Farming hundreds of stacks of Rugged Leather and the Feralas specialization quest can eat dozens of hours. If you'd rather jump straight to crafting the gear you actually want, PewPewShop offers a WoW Classic Leatherworking power-leveling boost that takes the profession to 300 (and unlocks your specialization) so you keep the recipes and skill without the farm.

FAQ

How much leather does it take to level Leatherworking 1-300?

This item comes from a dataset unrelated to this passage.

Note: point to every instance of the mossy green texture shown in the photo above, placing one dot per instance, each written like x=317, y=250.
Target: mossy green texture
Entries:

Roughly 1,000-1,200 leather across all tiers when crafting the efficient route above. The exact amount varies with your luck on yellow vs. orange skill-ups, but pairing with Skinning covers the majority of it for free.

What is the best Leatherworking specialization in Classic?

Tribal Leatherworking is the most valuable for melee classes because it unlocks the Devilsaur Set, a top pre-raid DPS set for rogues and feral druids. Hunters and enhancement shamans benefit most from Dragonscale.

Should I take Leatherworking with Skinning or another profession?

Skinning is the natural partner -it provides the leather you need and saves a huge amount of gold. Most players run Skinning + Leatherworking together, then swap Skinning for Enchanting at end-game if they want to disenchant crafts.

Is Leatherworking worth it for making gold?

Yes, especially at 300 with a specialization. Devilsaur pieces, Armor Kits, and resistance gear sell consistently, and Skinning leather is always in demand on the Auction House even if you don't craft with all of it.